Se è vero che le Olimpiadi sono lo specchio della nazione ospitante allora l’edizione parigina del 2024 non poteva che essere chic e alla moda. A partire dal patrocinio: LVMH, il più grande conglomerato del lusso.
Basti pensare ai bauli che conserveranno le medaglie della manifestazione griffati Louis Vuitton, mentre quelle riservate ai vincitori saranno poste sui vassoi del brand con stampa Damien canvas; e arriveranno da Chaumet, storica maison de joaillerie parigina, ovviamente anche questa parte del portfolio LVMH.

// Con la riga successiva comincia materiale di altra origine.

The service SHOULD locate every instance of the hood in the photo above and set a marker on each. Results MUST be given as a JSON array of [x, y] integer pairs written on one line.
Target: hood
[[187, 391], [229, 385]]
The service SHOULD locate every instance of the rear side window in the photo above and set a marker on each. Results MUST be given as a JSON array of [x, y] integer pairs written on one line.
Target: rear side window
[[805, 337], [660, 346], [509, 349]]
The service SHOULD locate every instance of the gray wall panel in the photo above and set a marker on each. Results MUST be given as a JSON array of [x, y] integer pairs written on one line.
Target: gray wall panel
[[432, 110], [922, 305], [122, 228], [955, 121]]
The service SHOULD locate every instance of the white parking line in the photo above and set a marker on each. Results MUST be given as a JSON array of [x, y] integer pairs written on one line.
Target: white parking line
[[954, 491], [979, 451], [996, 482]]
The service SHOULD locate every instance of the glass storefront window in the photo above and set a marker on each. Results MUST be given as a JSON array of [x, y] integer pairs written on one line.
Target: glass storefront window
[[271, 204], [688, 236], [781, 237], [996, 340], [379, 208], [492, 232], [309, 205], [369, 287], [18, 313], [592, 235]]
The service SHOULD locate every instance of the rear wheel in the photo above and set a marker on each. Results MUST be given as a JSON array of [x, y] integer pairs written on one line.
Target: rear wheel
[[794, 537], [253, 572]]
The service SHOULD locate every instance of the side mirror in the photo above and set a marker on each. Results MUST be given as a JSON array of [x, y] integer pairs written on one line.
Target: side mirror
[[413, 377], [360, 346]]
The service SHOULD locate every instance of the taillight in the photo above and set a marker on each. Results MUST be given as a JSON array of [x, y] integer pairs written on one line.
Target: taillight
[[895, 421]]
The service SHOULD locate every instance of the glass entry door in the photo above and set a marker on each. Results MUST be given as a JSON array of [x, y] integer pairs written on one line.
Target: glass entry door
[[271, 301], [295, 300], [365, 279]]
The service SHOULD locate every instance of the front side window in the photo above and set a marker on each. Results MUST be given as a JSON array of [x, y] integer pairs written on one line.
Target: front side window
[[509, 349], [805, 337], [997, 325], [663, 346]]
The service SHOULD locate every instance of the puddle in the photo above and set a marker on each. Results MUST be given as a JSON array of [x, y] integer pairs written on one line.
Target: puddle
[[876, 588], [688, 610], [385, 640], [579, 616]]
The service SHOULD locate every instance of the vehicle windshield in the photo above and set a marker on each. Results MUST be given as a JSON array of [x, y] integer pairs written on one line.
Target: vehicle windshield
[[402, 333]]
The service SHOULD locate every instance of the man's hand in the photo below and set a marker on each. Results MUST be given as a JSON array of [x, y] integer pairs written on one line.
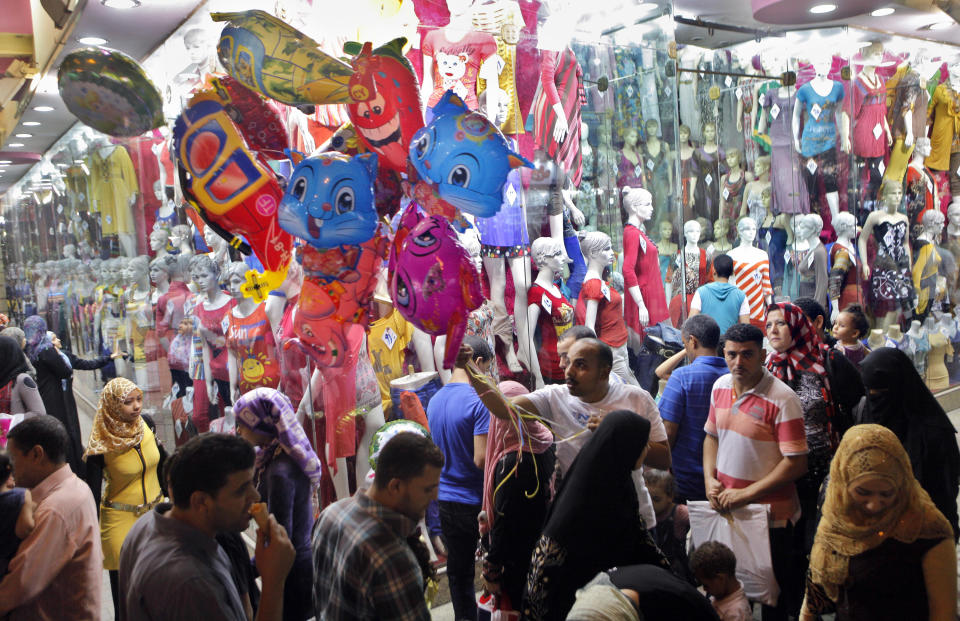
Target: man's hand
[[274, 553]]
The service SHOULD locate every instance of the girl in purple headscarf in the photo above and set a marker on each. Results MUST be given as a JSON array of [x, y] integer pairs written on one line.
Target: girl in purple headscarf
[[286, 472]]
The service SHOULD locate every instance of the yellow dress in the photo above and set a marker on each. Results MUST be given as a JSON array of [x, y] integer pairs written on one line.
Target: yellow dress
[[131, 480]]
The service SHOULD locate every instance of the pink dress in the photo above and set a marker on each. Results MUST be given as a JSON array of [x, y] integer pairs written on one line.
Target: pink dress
[[641, 268]]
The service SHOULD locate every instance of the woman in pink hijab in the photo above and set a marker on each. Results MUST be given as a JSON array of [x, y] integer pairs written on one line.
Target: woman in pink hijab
[[516, 492]]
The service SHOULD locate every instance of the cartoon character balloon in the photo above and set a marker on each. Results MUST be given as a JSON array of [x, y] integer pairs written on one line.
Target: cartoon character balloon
[[109, 91], [231, 187], [387, 111], [433, 282], [463, 159], [329, 200]]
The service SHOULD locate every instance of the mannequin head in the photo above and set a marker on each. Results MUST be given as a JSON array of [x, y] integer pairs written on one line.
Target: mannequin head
[[547, 253], [205, 274], [747, 230], [596, 248]]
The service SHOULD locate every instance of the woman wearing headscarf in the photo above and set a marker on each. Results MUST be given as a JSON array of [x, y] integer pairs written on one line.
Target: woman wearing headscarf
[[123, 450], [18, 391], [516, 491], [54, 370], [898, 399], [883, 550], [286, 473], [594, 523]]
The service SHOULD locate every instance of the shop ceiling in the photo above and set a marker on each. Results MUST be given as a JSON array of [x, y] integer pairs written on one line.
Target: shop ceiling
[[32, 32]]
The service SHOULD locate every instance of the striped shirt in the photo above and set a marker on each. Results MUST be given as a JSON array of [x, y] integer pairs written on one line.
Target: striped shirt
[[364, 569], [754, 432], [754, 280]]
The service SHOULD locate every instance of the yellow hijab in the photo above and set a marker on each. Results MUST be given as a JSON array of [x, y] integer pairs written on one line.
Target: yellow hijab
[[112, 432], [869, 451]]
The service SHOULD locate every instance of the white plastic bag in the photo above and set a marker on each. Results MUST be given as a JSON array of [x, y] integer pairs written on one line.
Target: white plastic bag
[[746, 532]]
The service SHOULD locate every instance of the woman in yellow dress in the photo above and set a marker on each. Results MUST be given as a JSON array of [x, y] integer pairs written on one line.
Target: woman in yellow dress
[[124, 451]]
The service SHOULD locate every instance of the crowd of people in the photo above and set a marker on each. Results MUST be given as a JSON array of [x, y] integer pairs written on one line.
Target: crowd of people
[[578, 497]]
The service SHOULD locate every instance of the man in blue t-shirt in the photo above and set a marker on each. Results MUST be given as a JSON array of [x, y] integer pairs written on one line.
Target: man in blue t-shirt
[[458, 423], [726, 303], [685, 403]]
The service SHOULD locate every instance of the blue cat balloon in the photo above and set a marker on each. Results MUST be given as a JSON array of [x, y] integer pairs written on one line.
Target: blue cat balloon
[[464, 157], [329, 200]]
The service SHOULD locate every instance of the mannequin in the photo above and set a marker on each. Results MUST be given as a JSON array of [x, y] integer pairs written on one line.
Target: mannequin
[[921, 188], [252, 360], [891, 287], [646, 301], [691, 269], [454, 56], [806, 275], [751, 272], [208, 311], [550, 314], [732, 186], [599, 306], [928, 283], [843, 287], [820, 109]]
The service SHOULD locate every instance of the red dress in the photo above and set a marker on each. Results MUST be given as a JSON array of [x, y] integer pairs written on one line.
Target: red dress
[[641, 268], [556, 316]]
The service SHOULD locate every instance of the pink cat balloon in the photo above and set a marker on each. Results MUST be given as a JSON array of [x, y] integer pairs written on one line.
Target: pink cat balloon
[[433, 282]]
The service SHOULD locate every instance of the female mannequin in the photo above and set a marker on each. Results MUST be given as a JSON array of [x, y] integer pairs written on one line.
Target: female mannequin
[[645, 301], [806, 274], [843, 287], [550, 314], [691, 269], [209, 309], [252, 360], [820, 110], [732, 186], [891, 287], [928, 284], [751, 272], [600, 306]]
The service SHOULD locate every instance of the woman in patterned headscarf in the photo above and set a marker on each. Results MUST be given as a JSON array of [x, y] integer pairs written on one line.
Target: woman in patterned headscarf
[[883, 550], [123, 449], [287, 472]]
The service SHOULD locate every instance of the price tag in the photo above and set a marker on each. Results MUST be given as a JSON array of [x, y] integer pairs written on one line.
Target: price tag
[[389, 337]]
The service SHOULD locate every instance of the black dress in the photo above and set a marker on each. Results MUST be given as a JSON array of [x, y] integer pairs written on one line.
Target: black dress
[[55, 383]]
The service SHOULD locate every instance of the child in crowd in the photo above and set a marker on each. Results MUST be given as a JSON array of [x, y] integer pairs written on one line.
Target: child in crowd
[[850, 329], [715, 567], [16, 513], [673, 521]]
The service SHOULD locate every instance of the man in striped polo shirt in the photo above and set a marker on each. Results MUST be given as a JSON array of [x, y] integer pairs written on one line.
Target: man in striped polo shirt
[[755, 448]]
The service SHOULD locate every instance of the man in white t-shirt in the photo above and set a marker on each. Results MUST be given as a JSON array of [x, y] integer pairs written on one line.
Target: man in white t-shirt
[[574, 409]]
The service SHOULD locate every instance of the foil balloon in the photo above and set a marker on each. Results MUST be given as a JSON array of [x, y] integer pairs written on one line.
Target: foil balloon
[[232, 188], [387, 110], [109, 91], [463, 159], [277, 60], [433, 282], [329, 200]]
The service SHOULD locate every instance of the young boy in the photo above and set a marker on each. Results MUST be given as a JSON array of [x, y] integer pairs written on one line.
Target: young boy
[[715, 567]]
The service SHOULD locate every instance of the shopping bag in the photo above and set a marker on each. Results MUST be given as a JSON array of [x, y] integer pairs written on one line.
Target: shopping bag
[[746, 532]]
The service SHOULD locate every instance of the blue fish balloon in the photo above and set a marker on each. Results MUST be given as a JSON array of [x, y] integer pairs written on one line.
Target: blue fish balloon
[[329, 200], [464, 157]]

Sebbene l’annuncio della partnership del colosso del lusso con i Giochi del 2024 metta in evidenza la potente relazione tra moda e sport, i due elementi sono da sempre interconnessi. Prendiamo la polo, inventata dal tennista francese René Lacoste. Progettata per essere un’alternativa più comoda alla t-shirt a maniche lunghe indossata sui campi da tennis, la sua versione si è fatta strada nella moda mainstream. Tuttavia, la liaison si è rafforzata negli anni 2000 con l’ascesa dell’abbigliamento sportivo nella vita quotidiana. Marchi come Lululemon e Alo hanno reso cool l’uso di leggings fuori dalla palestra. Per non parlare delle collaborazioni che nascono come funghi. Tra le prime unioni Miu Miu e New Balance e la più recente, di alcuni giorni fa, Jacquemus e Nike.

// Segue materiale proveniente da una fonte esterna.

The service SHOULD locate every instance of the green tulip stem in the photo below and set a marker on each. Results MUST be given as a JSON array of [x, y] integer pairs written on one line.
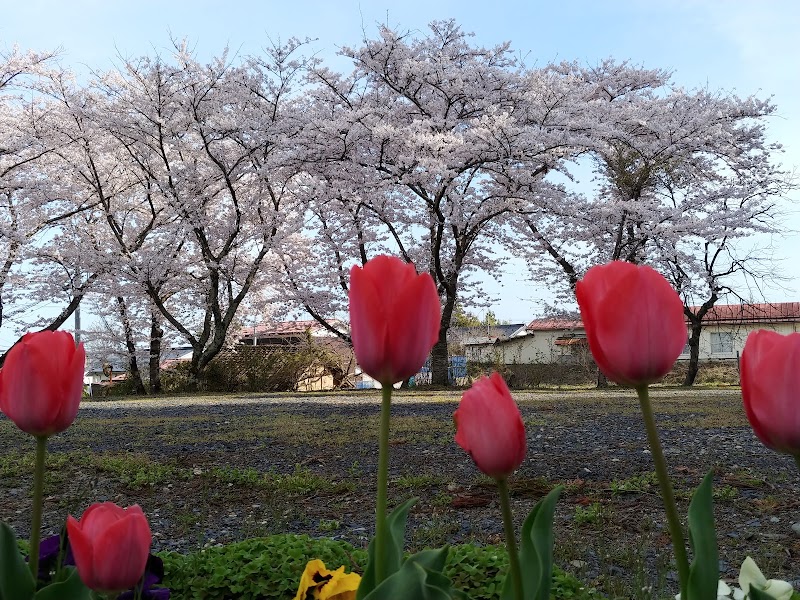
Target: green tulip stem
[[511, 541], [38, 495], [383, 479], [675, 529]]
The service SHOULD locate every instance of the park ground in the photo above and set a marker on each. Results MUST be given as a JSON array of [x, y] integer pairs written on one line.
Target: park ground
[[216, 469]]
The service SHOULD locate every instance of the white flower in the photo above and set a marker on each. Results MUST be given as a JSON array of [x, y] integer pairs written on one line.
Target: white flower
[[750, 574], [723, 591]]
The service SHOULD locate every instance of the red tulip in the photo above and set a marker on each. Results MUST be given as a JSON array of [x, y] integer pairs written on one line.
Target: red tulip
[[489, 427], [110, 545], [770, 375], [634, 322], [394, 318], [41, 382]]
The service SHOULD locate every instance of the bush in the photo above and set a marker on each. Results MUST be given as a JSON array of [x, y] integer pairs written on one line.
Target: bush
[[270, 568]]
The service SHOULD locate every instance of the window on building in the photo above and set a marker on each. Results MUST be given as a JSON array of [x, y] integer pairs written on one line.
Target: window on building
[[721, 342]]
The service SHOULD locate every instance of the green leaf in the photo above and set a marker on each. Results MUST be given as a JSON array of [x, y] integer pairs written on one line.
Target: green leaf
[[393, 553], [757, 594], [415, 580], [704, 570], [71, 588], [536, 551], [16, 581]]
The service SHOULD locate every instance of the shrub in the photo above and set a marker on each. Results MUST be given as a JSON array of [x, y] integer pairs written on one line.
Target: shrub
[[270, 568]]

Ora, il connubio LVMH-Olimpiadi 2024 ispirerà la moda nel rivitalizzare la cultura urbana a livello globale, e la risposta potrebbe arrivare dai social media. Gli ultimi Giochi Olimpici di Tokyo hanno avuto un pubblico di oltre tre miliardi di persone. Quest’anno, i numeri si prevedono maggiorati, dal momento che il Comitato Olimpico Internazionale ha allentato le regole per consentire a diversi marchi fra quelli che non sono sponsor ufficiali olimpici di apparire sul loro feed e di pubblicare foto sui loro social media.
Al di fuori della Francia, le divise di diverse squadre nazionali hanno permesso a designer locali meno noti di farsi conoscere. Come nel caso delle divise del team Mongolia, disegnate delle sorelle Michel e Amazonka, che, con i loro gilet ricamati con motivi culturali, sono diventate virali in pochi minuti, attestandosi come le più fashion tra tutte.
Al contempo, identità nazionale e moda si sono ispirate a vicenda. Lululemon ha disegnato gli outfit rossi del Team Canada, sulle cui giacche è stampata la foglia d’acero, simbolo del Paese. Il team italiano, vestito Giorgio Armani (EA7) in blu profondo per tute da podio e divise ufficiali, porta un patch in raso che recita “W Italia”. Polo e t-shirt celano l’omaggio alla bandiera, con l’interno del colletto a riportare i primi versi dell’Inno di Mameli, mentre le giacche ne porteranno l’intera prima strofa. Per i marchi di moda, creare l’uniforme olimpica diventa una questione di orgoglio, che pone in evidenza il patrimonio culturale della propria Nazione.

In fatto di moda e sport, per le Olimpiadi 2024 non sono mancati neppure i dissensi: le divise della squadra olimpica femminile degli Stati Uniti sono state ritirate. Abbigliamento diverso da quello di rappresentanza – inteso per le cerimonie di apertura e chiusura dei Giochi, che fin dal 2008 è confezionato da Ralph Lauren – i capi disegnati da Nike erano stati immaginati per ottenere il massimo della performance, con pantaloncini aderenti a metà coscia per lui e body ultra-sgambato (tempestato di migliaia di cristalli Swarovski ispirati dalle luci della Ville Lumière) per lei. Proprio questo particolare ha scatenato la polemica. “Se lo indossassi in gara, invece di concentrarmi sulle prestazioni, dovrei pensare al modo di non scoprire le mie parti intime”, ha detto la campionessa di salto in lungo Tara Davis-Woodhall. “Se questo abbigliamento fosse utile per le prestazioni sportive lo indosserebbero anche gli uomini”, le ha fatto eco la mezzo fondista Lauren Fleshmayer. La Nike ha dapprima difeso la sgambatura come questione di semplice comodità e poi ha aggiunto più stoffa.
Gli imminenti Giochi si apprestano a stabilire nuovi standard per la moda e lo sport e appare chiaro che Parigi ha già scritto il proprio capitolo.